O termo bomba caseira é utilizado para descrever artefatos explosivos fabricados de forma artesanal, muitas vezes com materiais de fácil acesso como pólvora, fertilizantes, produtos químicos, tubos e componentes eletrônicos. Embora sua fabricação seja ilegal e extremamente perigosa, ainda há registros frequentes do uso desse tipo de explosivo em ações criminosas no Brasil, especialmente em ataques a caixas eletrônicos, instituições bancárias, veículos de transporte de valores e órgãos públicos. A presença de bombas caseiras também tem sido identificada em manifestações e atos de violência urbana, exigindo atenção constante das forças de segurança.

O que é uma bomba caseira?

Uma bomba caseira é um dispositivo explosivo montado fora dos canais oficiais da indústria bélica. Diferentemente dos explosivos militares ou industriais, esses artefatos não passam por controle de qualidade, o que torna seu comportamento imprevisível. Podem ser acionados por mecanismos simples, como isqueiros, circuitos elétricos, temporizadores ou pressão. Entre os tipos mais comuns estão as bombas de tubo, coquetéis molotov, bombas de fertilizante e dispositivos acionados por rádio ou celular. A facilidade de acesso a instruções na internet tem contribuído para o aumento de casos, mas as autoridades atuam na remoção de conteúdos que ensinem a fabricação.

Enquadramento legal

No Brasil, a fabricação, posse e uso de bombas caseiras são crimes graves. A Lei 8.072/90, que define os crimes hediondos, abrange o terrorismo e o atentado contra a vida e o patrimônio. O Estatuto do Desarmamento (Lei 10.826/03) e a legislação sobre explosivos também criminalizam a produção e o armazenamento não autorizados. As penas podem chegar a 12 anos de reclusão, além de multa. A Polícia Federal é o órgão responsável pela investigação de crimes envolvendo explosivos em âmbito federal, enquanto as polícias civis atuam nas ocorrências estaduais.
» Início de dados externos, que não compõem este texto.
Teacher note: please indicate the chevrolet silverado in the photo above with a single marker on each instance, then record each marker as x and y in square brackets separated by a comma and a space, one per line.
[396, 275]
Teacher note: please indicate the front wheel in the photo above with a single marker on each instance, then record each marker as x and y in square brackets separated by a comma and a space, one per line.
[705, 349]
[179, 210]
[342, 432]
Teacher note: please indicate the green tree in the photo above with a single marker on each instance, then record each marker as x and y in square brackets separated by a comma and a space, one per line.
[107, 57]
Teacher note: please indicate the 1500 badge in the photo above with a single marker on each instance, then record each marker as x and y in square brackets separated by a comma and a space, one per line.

A Justiça tem tratado esses casos com rigor, aplicando medidas cautelares e prisões preventivas.

Riscos e acidentes

A manipulação de explosivos caseiros é extremamente arriscada. Falhas na montagem, transporte inadequado e detonações acidentais já causaram inúmeros ferimentos e mortes, inclusive entre os próprios criminosos. A população civil também está exposta ao risco quando esses artefatos são deixados em locais públicos ou enviados por correio. Explosões descontroladas podem destruir edificações, veículos e causar pânico generalizado. Por isso, as autoridades recomendam que qualquer objeto suspeito seja imediatamente isolado e comunicado à polícia ou ao corpo de bombeiros.

Medidas de prevenção e segurança

A melhor forma de prevenir acidentes com bombas caseiras é a informação. Conhecer os sinais de alerta — como fios expostos, baterias conectadas, cheiro de produtos químicos, temporizadores — pode ajudar a evitar tragédias. Em caso de suspeita, mantenha distância, não toque no objeto e acione as autoridades pelo 190 (Polícia Militar) ou 193 (Corpo de Bombeiros). Nunca tente desativar o artefato por conta própria. A Defesa Civil e a Polícia Federal mantêm equipes especializadas em desativação de explosivos, prontas para atender ocorrências.